Чаще же всего после длительных объяснений и просьб ткачи под неистовую брань приказчика были вынуждены уходить с пустыми руками и ждать, когда «перебор с выработкой сквитается».
Невыносимые условия труда вызывали все усиливающееся недовольство ткачей Морозовской мануфактуры. Вначале они пытались просить своего хозяина о смягчении почти тюремного режима, введенного им не только на фабрике, но и в казармах-общежитиях, а затем в январе 1885 года организовали стачку.
Во главе стачки стал передовой рабочий Петр Анисимович Моисеенко, имевший уже опыт революционной борьбы как бывший член «Северного союза русских рабочих». На тайном совещании ткачей, незадолго до начала стачки, были выработаны требования к администрации фабрики, главным образом касающиеся отмены грабительских штрафов, упорядочения расценок и дней выплаты заработка.
Весть о начавшейся стачке произвела сильное впечатление не только на администрацию Владимирской губернии, но и на министерство внутренних дел. Морозов, бывший в это время в Москве, начал забрасывать телеграммами владимирского губернатора, прокурора, министра внутренних дел, прося «не оставить приказать принять меры к прекращению беспорядков». С такими же просьбами обратился он к шефу жандармов. И немедленно владимирский губернатор Судиенко выехал в Никольское.

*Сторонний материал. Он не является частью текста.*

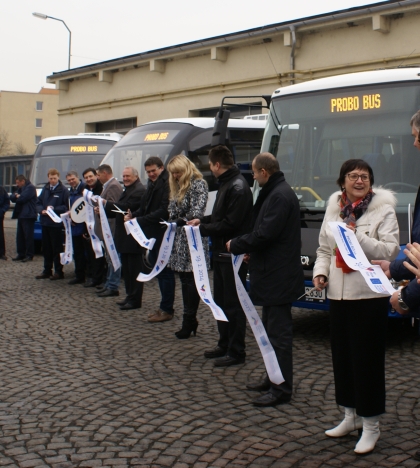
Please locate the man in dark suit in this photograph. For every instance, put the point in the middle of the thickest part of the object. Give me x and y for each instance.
(276, 274)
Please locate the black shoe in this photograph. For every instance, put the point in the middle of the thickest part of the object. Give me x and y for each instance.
(109, 293)
(215, 352)
(268, 399)
(262, 386)
(129, 306)
(76, 281)
(226, 361)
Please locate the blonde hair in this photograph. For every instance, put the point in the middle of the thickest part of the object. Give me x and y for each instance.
(187, 170)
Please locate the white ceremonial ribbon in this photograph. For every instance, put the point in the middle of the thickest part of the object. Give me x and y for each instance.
(66, 257)
(270, 360)
(132, 227)
(109, 241)
(90, 224)
(51, 213)
(164, 253)
(201, 277)
(355, 258)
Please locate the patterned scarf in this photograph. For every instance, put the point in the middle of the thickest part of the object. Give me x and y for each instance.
(350, 213)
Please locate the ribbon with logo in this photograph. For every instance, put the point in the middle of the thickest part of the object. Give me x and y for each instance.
(66, 257)
(164, 253)
(201, 277)
(267, 351)
(132, 227)
(90, 224)
(51, 213)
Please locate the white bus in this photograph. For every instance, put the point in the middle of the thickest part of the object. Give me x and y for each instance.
(315, 126)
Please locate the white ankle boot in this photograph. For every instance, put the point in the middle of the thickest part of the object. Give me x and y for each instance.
(370, 435)
(350, 423)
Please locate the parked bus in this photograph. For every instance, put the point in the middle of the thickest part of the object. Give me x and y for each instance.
(315, 126)
(191, 137)
(68, 153)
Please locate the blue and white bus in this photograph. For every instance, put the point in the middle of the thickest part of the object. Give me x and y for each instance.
(313, 127)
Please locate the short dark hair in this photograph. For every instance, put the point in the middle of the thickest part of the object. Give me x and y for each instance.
(153, 160)
(351, 165)
(266, 161)
(89, 169)
(105, 168)
(222, 155)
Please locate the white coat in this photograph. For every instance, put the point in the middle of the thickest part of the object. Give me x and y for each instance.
(378, 235)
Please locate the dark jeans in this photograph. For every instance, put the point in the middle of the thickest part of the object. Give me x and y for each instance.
(277, 321)
(25, 238)
(52, 246)
(358, 335)
(166, 279)
(232, 333)
(131, 267)
(79, 256)
(2, 241)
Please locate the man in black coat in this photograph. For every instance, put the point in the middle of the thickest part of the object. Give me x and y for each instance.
(126, 245)
(276, 275)
(230, 218)
(25, 212)
(154, 209)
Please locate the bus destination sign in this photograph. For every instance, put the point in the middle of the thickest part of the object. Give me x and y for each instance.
(355, 103)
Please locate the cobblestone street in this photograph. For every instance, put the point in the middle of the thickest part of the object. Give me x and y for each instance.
(83, 384)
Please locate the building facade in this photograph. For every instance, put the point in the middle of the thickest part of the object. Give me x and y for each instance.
(189, 80)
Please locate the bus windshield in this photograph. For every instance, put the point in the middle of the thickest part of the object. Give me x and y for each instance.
(66, 155)
(312, 134)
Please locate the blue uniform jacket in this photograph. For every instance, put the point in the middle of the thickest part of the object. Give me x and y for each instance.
(58, 199)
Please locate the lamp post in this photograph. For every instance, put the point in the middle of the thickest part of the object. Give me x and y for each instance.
(42, 16)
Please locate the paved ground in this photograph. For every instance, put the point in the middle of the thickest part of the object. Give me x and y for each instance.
(84, 384)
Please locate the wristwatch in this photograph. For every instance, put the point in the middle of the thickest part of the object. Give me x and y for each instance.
(401, 302)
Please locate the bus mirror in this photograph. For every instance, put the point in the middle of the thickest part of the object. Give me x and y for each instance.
(220, 128)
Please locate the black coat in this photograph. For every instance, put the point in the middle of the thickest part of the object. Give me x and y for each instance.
(25, 204)
(275, 269)
(231, 212)
(154, 208)
(131, 200)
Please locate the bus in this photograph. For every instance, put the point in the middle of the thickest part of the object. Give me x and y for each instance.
(313, 127)
(191, 137)
(68, 153)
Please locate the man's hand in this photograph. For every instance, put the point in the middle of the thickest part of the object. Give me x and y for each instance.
(193, 222)
(320, 282)
(384, 264)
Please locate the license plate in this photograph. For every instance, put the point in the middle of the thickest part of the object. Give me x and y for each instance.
(314, 296)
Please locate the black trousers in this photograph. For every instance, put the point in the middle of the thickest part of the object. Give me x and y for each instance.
(25, 238)
(2, 240)
(277, 321)
(131, 267)
(358, 335)
(232, 333)
(79, 257)
(52, 246)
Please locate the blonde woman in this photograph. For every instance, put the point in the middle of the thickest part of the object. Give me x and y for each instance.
(187, 200)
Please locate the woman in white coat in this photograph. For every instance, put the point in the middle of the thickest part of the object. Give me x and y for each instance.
(358, 316)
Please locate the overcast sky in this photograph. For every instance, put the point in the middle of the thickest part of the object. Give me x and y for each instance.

Через несколько часов на фабрику приехал и сам Морозов. Губернатор и прокурор прервали расследование и уединились с хозяином фабрики на продолжительную беседу. Даже представители царской власти должны были в очень дипломатичной форме «позволить себе обратить внимание высокоуважаемого г. Морозова на некоторые ненормальности и игнорирование требований фабричного законодательства», допускаемые администрацией Никольской мануфактуры. Но «высокоуважаемый» фабрикант решительно отказался удовлетворить какие-либо требования, указывая, что «всякое облегчение (условий труда на фабрике. — М. Н.) в настоящее время было бы уступкой грубому насилию и дурным примером, поощряющим к новым беспорядкам».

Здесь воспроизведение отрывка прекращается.